These CPU percentages look normal.

--------------------------------------------------------
sar -u and sar -U 0|1 show similar weirdness.  1 & 3 look normal 2 & 4
are ridiculous numbers.

sar -u on box 1 looks OK:
12:28:11       %user     %nice   %system     %idle
12:28:11       0.71%     0.16%     5.58%    93.55%

sar -u on box 2 makes no sense:
12:27:59       %user     %nice   %system     %idle
12:27:59      45.11%    50.96%   126.21%   3887.72%

Once again box 3 looks like box 1, box 4 looks like box 2 outputs.
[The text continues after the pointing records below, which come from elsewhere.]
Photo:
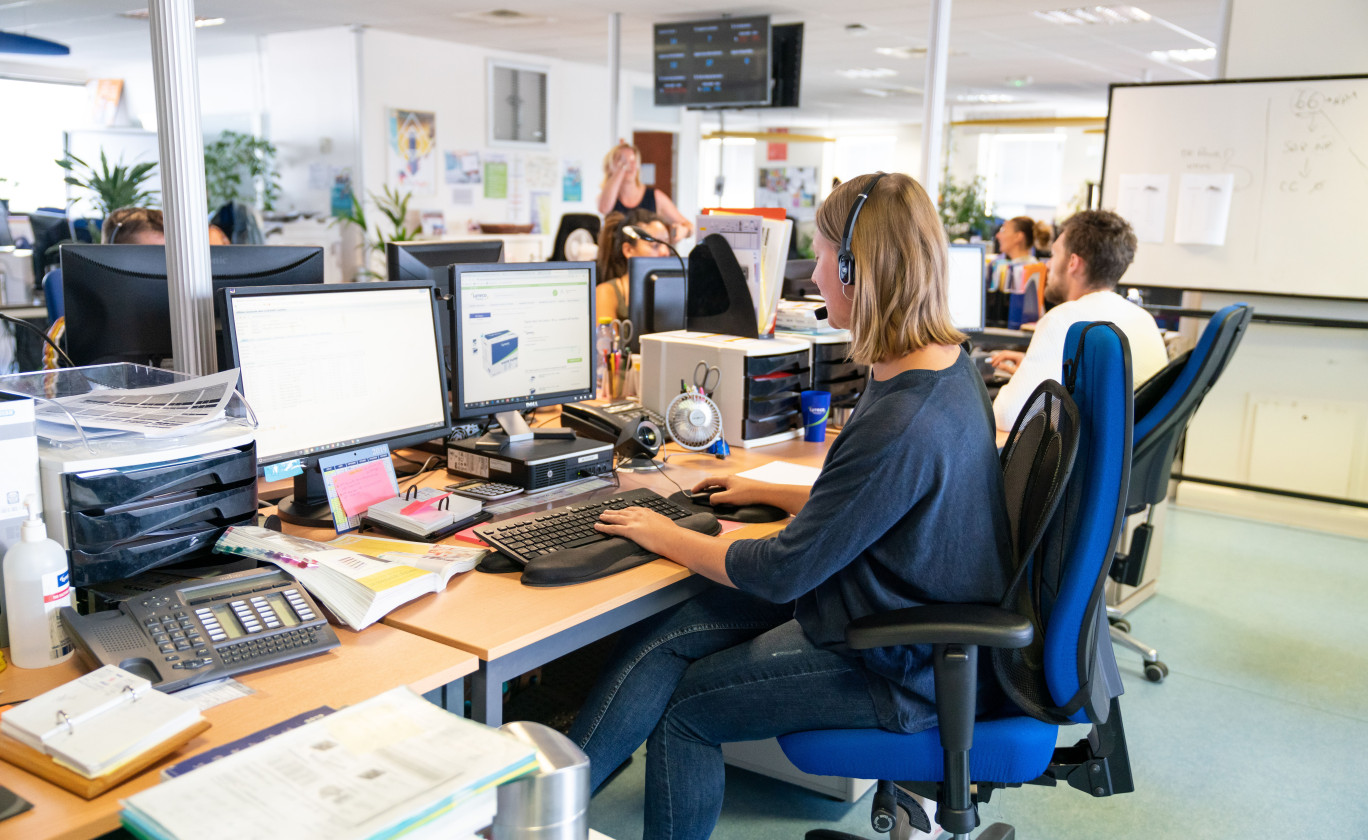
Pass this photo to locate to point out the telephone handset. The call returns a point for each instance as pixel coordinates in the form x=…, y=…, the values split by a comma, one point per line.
x=182, y=635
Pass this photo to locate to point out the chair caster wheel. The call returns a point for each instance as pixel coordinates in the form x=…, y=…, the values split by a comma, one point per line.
x=1155, y=672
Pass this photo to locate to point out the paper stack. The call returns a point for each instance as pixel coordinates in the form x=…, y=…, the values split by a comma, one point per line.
x=99, y=721
x=357, y=588
x=394, y=765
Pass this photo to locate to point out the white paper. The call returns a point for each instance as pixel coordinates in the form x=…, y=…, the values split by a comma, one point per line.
x=783, y=472
x=1144, y=203
x=1203, y=208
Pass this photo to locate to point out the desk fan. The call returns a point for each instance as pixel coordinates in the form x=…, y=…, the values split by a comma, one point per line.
x=694, y=420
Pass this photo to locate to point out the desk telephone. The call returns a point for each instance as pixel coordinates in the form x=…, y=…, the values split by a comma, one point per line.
x=182, y=635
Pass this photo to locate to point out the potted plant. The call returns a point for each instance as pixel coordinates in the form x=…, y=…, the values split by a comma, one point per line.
x=963, y=211
x=394, y=207
x=111, y=186
x=241, y=167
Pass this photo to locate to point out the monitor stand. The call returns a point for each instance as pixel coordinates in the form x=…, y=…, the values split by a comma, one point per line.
x=309, y=504
x=516, y=428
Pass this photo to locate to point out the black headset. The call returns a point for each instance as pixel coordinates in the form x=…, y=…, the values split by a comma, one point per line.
x=844, y=259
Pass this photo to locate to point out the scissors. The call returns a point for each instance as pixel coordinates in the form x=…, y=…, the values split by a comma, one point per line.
x=705, y=379
x=621, y=333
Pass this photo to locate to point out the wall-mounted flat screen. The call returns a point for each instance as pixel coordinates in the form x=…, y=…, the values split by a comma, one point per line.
x=718, y=63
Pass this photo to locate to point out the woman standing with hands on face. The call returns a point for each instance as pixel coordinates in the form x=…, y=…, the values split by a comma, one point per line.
x=624, y=192
x=909, y=509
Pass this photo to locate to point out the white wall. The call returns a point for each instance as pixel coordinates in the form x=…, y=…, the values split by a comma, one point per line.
x=450, y=80
x=1290, y=411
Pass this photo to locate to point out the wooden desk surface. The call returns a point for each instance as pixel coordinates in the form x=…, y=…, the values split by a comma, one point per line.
x=365, y=665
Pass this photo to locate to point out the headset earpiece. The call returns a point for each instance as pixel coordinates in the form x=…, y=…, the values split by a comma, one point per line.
x=844, y=259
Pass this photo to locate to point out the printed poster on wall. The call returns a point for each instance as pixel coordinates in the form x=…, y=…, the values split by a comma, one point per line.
x=495, y=177
x=412, y=151
x=791, y=188
x=463, y=167
x=572, y=184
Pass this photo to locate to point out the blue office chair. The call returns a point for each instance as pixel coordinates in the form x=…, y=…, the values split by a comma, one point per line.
x=1049, y=649
x=1164, y=405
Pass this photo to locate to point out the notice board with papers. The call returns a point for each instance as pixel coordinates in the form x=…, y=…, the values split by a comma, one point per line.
x=1249, y=185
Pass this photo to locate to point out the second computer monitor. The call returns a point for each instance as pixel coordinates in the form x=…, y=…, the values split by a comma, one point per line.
x=524, y=337
x=657, y=296
x=966, y=286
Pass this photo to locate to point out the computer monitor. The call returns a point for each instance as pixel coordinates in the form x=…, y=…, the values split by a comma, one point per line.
x=335, y=368
x=417, y=260
x=524, y=338
x=118, y=307
x=966, y=286
x=657, y=296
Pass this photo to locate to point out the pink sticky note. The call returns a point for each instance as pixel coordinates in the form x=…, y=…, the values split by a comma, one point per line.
x=364, y=486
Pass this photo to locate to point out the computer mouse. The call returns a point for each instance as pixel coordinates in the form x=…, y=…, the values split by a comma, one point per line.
x=736, y=513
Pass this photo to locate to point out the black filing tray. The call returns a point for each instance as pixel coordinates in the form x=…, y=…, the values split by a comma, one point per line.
x=123, y=521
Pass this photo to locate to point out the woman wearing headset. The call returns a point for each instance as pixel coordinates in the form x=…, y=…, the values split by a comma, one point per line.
x=907, y=510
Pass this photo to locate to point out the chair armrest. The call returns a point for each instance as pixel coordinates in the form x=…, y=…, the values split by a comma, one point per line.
x=941, y=624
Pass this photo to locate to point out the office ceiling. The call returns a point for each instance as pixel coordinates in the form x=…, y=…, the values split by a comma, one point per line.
x=997, y=47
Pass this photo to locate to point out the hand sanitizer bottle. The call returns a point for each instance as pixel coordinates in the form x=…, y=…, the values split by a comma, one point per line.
x=37, y=583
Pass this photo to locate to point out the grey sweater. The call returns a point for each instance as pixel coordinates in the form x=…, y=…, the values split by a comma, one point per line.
x=909, y=509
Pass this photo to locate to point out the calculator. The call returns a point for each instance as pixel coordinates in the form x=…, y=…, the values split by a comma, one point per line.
x=486, y=491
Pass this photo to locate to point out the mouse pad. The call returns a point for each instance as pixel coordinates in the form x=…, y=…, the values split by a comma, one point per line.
x=733, y=513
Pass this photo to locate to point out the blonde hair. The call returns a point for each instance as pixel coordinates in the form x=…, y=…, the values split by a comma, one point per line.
x=608, y=162
x=900, y=293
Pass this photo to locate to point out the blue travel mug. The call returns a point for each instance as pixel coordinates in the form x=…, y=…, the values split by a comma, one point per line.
x=817, y=408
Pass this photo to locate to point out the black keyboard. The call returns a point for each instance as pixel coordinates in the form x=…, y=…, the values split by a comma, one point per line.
x=532, y=535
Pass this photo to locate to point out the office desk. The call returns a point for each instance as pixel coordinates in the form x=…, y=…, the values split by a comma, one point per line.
x=513, y=628
x=365, y=665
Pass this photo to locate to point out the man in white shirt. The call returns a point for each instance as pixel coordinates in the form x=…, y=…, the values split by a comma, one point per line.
x=1093, y=251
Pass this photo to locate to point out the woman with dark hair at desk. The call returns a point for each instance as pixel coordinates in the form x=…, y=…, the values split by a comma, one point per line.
x=623, y=190
x=616, y=248
x=909, y=509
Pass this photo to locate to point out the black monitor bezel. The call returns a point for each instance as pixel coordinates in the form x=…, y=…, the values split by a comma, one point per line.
x=458, y=409
x=638, y=271
x=394, y=441
x=145, y=290
x=982, y=289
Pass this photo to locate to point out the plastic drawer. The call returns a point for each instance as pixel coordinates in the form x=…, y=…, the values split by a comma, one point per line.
x=96, y=489
x=758, y=365
x=136, y=557
x=768, y=426
x=118, y=524
x=774, y=383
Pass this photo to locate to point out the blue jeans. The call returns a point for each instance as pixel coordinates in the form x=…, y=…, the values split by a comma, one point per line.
x=722, y=666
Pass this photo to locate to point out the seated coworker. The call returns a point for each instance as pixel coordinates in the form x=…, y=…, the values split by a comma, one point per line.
x=614, y=249
x=907, y=510
x=1093, y=251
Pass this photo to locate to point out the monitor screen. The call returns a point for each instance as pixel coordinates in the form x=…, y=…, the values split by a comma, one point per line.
x=116, y=301
x=657, y=296
x=713, y=63
x=334, y=368
x=524, y=335
x=966, y=286
x=417, y=260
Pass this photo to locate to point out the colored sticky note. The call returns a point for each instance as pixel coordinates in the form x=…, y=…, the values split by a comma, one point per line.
x=363, y=486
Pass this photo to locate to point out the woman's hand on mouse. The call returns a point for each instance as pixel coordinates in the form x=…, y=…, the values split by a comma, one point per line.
x=643, y=527
x=733, y=490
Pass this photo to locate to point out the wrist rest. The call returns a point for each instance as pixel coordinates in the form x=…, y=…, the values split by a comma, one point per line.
x=602, y=558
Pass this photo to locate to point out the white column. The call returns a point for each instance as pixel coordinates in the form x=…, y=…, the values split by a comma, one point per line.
x=177, y=81
x=933, y=97
x=614, y=75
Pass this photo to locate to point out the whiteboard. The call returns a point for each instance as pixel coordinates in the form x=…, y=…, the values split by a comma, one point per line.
x=1297, y=151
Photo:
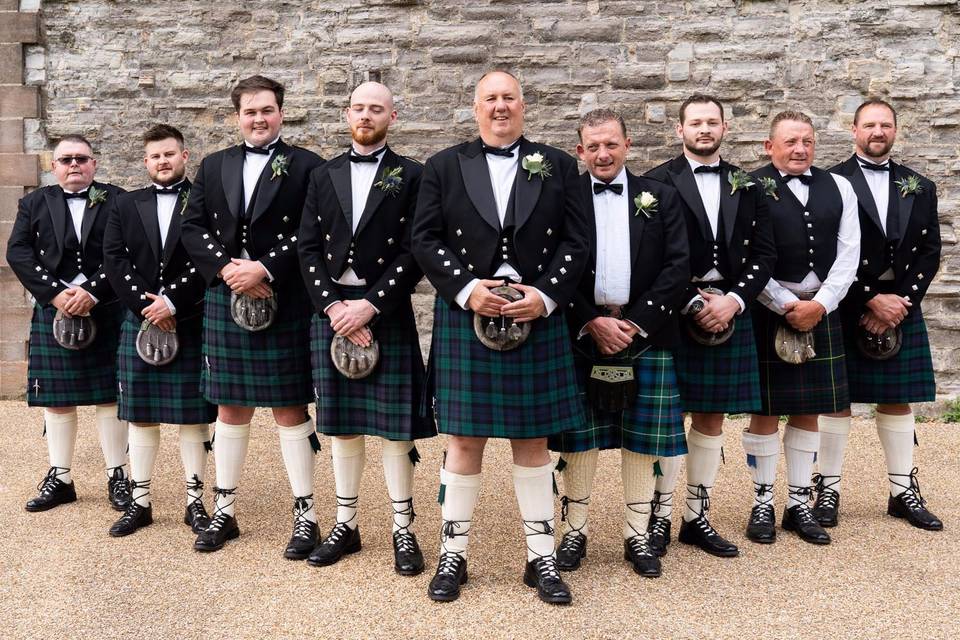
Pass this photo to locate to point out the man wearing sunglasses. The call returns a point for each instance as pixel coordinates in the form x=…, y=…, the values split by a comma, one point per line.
x=56, y=250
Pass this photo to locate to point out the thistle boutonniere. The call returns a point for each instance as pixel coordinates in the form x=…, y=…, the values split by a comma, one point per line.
x=536, y=165
x=390, y=181
x=908, y=185
x=96, y=196
x=646, y=204
x=769, y=187
x=740, y=179
x=279, y=166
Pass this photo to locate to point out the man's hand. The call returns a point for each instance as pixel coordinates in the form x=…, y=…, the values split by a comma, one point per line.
x=803, y=315
x=527, y=309
x=717, y=313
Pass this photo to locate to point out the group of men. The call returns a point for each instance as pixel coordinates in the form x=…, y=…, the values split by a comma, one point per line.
x=573, y=313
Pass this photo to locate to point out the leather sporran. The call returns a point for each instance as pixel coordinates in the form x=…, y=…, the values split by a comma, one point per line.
x=156, y=346
x=74, y=332
x=501, y=333
x=253, y=314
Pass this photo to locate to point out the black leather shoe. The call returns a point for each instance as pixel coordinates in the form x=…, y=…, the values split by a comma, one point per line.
x=543, y=574
x=800, y=520
x=450, y=576
x=700, y=533
x=572, y=549
x=341, y=540
x=762, y=525
x=53, y=491
x=637, y=551
x=407, y=557
x=118, y=490
x=135, y=517
x=222, y=528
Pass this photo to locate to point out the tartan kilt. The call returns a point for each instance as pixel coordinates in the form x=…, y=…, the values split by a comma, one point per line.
x=720, y=379
x=269, y=368
x=817, y=386
x=169, y=394
x=529, y=392
x=907, y=377
x=387, y=402
x=652, y=426
x=59, y=377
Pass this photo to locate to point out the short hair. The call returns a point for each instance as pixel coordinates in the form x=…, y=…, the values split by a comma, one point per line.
x=700, y=98
x=798, y=116
x=599, y=116
x=874, y=102
x=161, y=132
x=254, y=84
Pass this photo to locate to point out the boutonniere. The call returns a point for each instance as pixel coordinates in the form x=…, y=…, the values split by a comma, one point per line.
x=279, y=166
x=390, y=181
x=96, y=196
x=646, y=204
x=740, y=179
x=908, y=185
x=536, y=165
x=769, y=187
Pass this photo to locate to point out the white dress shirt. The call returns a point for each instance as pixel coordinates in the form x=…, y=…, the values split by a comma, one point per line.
x=830, y=292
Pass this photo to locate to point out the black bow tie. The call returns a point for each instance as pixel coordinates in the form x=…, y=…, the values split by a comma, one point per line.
x=600, y=187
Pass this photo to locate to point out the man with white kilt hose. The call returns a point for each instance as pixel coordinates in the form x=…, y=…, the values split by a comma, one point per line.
x=796, y=322
x=731, y=255
x=56, y=250
x=501, y=210
x=355, y=259
x=899, y=255
x=240, y=230
x=162, y=291
x=624, y=321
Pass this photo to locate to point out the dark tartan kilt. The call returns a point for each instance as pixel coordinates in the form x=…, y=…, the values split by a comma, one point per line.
x=652, y=426
x=387, y=402
x=529, y=392
x=269, y=368
x=169, y=394
x=720, y=379
x=817, y=386
x=59, y=377
x=907, y=377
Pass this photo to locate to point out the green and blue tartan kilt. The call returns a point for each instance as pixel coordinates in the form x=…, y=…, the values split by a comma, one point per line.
x=720, y=379
x=59, y=377
x=907, y=377
x=819, y=385
x=652, y=426
x=529, y=392
x=387, y=402
x=169, y=394
x=269, y=368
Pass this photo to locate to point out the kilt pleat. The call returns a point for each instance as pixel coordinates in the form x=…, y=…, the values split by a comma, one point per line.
x=169, y=394
x=529, y=392
x=269, y=368
x=59, y=377
x=817, y=386
x=720, y=379
x=387, y=402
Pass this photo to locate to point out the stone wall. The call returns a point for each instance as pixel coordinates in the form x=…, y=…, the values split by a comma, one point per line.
x=109, y=69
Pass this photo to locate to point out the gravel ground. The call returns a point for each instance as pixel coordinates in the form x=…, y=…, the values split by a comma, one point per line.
x=63, y=576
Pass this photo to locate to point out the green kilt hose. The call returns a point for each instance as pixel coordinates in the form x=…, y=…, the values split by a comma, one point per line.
x=719, y=379
x=268, y=368
x=387, y=402
x=652, y=426
x=817, y=386
x=60, y=377
x=529, y=392
x=171, y=393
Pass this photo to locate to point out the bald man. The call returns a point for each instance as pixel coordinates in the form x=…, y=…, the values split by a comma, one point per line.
x=356, y=262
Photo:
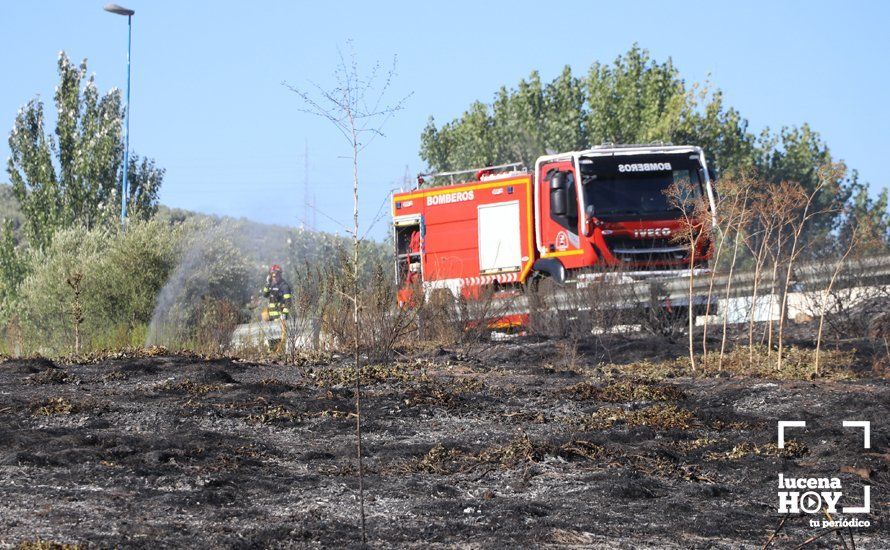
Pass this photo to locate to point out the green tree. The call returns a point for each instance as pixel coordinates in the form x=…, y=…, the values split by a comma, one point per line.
x=636, y=99
x=73, y=177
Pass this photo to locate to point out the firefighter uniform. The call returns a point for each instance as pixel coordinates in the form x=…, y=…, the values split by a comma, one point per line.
x=279, y=294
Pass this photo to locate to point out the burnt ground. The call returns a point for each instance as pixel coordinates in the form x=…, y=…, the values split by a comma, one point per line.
x=518, y=448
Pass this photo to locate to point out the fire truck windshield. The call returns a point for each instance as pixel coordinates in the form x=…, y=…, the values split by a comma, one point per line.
x=637, y=194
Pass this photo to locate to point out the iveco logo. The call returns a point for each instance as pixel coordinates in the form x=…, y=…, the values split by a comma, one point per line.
x=652, y=232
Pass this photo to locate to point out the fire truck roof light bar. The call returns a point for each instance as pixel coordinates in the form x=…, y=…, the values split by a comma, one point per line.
x=472, y=170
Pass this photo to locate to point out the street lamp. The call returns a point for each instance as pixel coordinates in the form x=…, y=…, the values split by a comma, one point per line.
x=125, y=188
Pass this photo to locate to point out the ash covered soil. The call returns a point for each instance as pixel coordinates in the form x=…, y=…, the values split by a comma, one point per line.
x=503, y=450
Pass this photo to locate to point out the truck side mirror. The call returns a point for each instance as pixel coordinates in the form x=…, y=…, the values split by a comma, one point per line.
x=558, y=195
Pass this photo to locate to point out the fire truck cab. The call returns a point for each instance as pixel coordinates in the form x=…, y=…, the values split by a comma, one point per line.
x=577, y=212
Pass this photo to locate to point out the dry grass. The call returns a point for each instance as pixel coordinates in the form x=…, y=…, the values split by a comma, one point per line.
x=625, y=391
x=793, y=449
x=797, y=364
x=276, y=414
x=659, y=417
x=53, y=406
x=43, y=544
x=52, y=376
x=517, y=452
x=187, y=386
x=371, y=374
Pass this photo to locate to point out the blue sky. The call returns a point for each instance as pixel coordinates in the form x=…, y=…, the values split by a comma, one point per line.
x=209, y=105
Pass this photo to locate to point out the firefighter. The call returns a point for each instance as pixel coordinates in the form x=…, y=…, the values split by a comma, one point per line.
x=279, y=294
----------------------------------------------------------
Next I did a `strace -v sar -u > file 2>&1` on boxes 4 & 3, output
below:


I'll paste the last few lines below, but compared line for line, the
straces look almost identical...

box 4

open("/proc/stat", O_RDONLY)            = 3
fstat64(0x3, 0xbfffddfc)                = 0
old_mmap(NULL, 4096, PROT_READ|PROT_WRITE, MAP_PRIVATE|MAP_ANONYMOUS, -1,
0) = 0
x40016000
read(3, "cpu  48325711 54591314 135186636"..., 1024) = 904
read(3, "", 1024)                       = 0
close(3)                                = 0
munmap(0x40016000, 4096)                = 0
time([1017692879])                      = 1017692879
write(1, "Linux 2.2.18pre11-va2.1smp (hg-p"..., 170Linux
2.2.18pre11-va2.1smp (h
g-prd-04.homegain.com)      04/01/02

12:27:59       %user     %nice   %system     %idle
12:27:59      45.11%    50.96%   126.21%   3887.72%


box 3

open("/proc/stat", O_RDONLY)            = 3
fstat64(0x3, 0xbfffddfc)                = 0
old_mmap(NULL, 4096, PROT_READ|PROT_WRITE, MAP_PRIVATE|MAP_ANONYMOUS, -1,
0) = 0
x40016000
read(3, "cpu  27090298 6436488 212908388 "..., 1024) = 894
read(3, "", 1024)                       = 0
close(3)                                = 0
munmap(0x40016000, 4096)                = 0
time([1017692891])                      = 1017692891
write(1, "Linux 2.2.18pre11-va2.1smp (hg-p"..., 169Linux
2.2.18pre11-va2.1smp (h
g-prd-03.homegain.com)      04/01/02

12:28:11       %user     %nice   %system     %idle
12:28:11       0.71%     0.16%     5.58%    93.55%


Both of these straces start at "open /proc/stat", they look amost the
same.
The one line "read(3, "cpu N1 N2 N3..." on box 4 yields 904, while on
box 3 it yields 894.  That and there is a slight difference in the time
(probably due to slightly different uptimes).  Yet, look at the sar
results at the very bottom.  Box 3 shows normal, box 4 shows crazy
results for sar.

A similar strace between box 1 and box 2 shows identical results
except that one line "read(3, "cpu N1 N2 N3..." on box 2 is 904,
which is the same as on box 4; these being the problem boxes.  On box 1
it is 871, 23 less than on box 3.

box 2
read(3, "cpu  77951409 92818862 89811526 "..., 1024) = 904

box 1
read(3, "cpu  6816459 22322346 14591024 3"..., 1024) = 871


Whatever this line indicates and whatever the = 904 or 894/871 mean, it
seems like the only clue to this whole mystery is that both box 2 and
box 4 come up with the same result, 904,  for that one line.  And both
box 2 and box 4 show crazy results for `sar -u`.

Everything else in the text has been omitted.